Scotty “Scooter” Miller of the Tampa Bay Buccaneers thinks he’s the fastest man in the NFL. Before last Sunday, there weren’t a lot of people who could’ve picked Scotty Miller out of a lineup, but then the Green Bay Packers forgot to cover him, he slipped behind the defense, and Tom Brady hit him in stride with a 39-yard touchdown pass one second before halftime of the NFC Championship game.
Couple days later Miller, with all of 46 career receptions to his name, was asked by Dan Patrick on his radio show how he’d “line up” against Hill, the Chiefs’ blinding receiver, whose nickname is “Cheetah” and who is the most dynamic non-quarterbacking playmaker in the NFL right now.
“Oh,” Scooter chirped, “I’m taking me every day of the week. I’ll take me over anybody.”
Now, there have been moments in Tyreek Hill’s career when that might have been too tempting to resist. He played at three colleges, getting bounced out of Oklahoma State after a domestic-violence charge, and so he was a fifth-round pick in 2016 and was probably lucky not to go undrafted entirely.

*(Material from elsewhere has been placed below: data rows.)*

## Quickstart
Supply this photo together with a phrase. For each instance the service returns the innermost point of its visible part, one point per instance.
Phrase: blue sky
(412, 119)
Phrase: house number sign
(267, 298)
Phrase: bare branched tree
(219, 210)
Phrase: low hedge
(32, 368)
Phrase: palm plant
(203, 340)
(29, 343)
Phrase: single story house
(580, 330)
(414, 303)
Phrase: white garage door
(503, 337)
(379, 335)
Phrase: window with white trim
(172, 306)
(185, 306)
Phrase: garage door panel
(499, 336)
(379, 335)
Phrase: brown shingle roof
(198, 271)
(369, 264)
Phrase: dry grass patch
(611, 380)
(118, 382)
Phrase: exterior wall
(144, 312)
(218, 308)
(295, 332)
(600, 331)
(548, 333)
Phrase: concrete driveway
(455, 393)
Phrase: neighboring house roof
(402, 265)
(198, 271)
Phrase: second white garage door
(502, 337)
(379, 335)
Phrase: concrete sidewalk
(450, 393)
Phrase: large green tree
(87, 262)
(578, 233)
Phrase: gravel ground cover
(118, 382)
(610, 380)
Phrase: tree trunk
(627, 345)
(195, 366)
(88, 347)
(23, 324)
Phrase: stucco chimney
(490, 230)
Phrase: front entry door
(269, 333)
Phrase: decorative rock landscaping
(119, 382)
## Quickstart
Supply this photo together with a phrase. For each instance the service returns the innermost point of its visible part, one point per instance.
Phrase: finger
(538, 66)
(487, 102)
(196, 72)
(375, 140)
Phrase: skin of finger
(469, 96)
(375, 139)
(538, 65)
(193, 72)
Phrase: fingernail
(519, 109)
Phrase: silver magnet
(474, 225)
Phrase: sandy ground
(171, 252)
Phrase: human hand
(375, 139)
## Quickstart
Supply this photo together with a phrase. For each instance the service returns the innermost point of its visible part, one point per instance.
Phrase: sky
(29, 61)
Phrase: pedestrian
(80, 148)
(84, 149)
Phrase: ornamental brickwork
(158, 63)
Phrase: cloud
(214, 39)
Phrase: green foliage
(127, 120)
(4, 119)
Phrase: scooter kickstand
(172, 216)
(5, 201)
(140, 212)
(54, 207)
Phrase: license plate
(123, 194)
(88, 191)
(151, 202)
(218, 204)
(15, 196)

There were 17 wide receivers who went before him in that draft, in which he was the 155th selection overall. Those include three legit first-round busts (Corey Coleman, Josh Doctson, Laquon Treadwell), one injury-prone receiver who’s not far away from Bustville (Will Fuller), one legit star and one potential star (Michael Thomas and Sterling Shepard) and one fellow member of the Chiefs’ receiving corps (Demarcus Robinson, picked 29 slots ahead of him).
If this isn’t exactly Tom Brady brooding for years — and still simmering — over all the quarterbacks and other slap-dash failures among the 198 picked before him in the 2000 draft, it has still provided Hill with a fuel that has ignited an electrifying career in Kansas City, where he is now perhaps the league’s most uncoverable offensive threat. And maybe the fastest guy in the league, too. By acclimation.
Well. Almost.
Asked about Miller on Monday, the first day of Super Bowl player availability, Hill laughed.
“I don’t know,” he said. “In my heart no one can keep up with me.”
He admitted: “I admire [Miller’s] confidence. You have to be confident like that.” Then said, again accompanied with a chuckle: “After the season, me and Scotty can discuss whatever race he wants to be a part of. Right now, the primary focus is just winning this game.”
Hill, of course, not only has the faster recorded time in the 40 (4.29 to 4.39), he is the more accomplished player, who this year had seven different scoring plays of 75 yards or more and who, in a game against Miller’s vaunted teammates on the Tampa defense back on Nov. 29 accumulated 203 receiving yards and two touchdowns … in the first quarter.
More important, Hill has developed a reputation for being able to rise to a moment, to make a play when the Chiefs most need a play made. Last year, in the Super Bowl, it was a 44-yard catch from Patrick Mahomes in which he somehow got wide open downfield on third-and-15, KC down 20-10, and that sent the Chiefs merrily on their way to a first championship in 50 years.
Two weeks ago it was fourth-and-1, game on the line against the Browns, a quick out in which he gathered in a short pass from Chad Henne. And, of course, there have been a litany of other head-shaking plays along the way.
“That’s the swagger about us,” Hill said. “It doesn’t matter who’s in there. If Patrick goes down, if I go down or if [Travis] Kelce goes down, the coaches are still going to dial it up and expect you to make a play. On this team, when you need to, you have to make a play.”
It helps to have the tools in Hill’s toolbox to make those plays. And even now — when he can laugh off a challenge from a chatty rival, when he has declared himself “done” with “racing” — “I have nothing left to prove when it comes to speed,” he said a few months ago — that speed … well, it does come in handy.
“When it comes down to it,” he said, “just run fast. If I run fast I’ll either be open or I’ll draw a double team and someone else will be open. If I’m running fast, it will all work out.”
Translation: he’ll take himself over anybody. Even a guy named Scooter.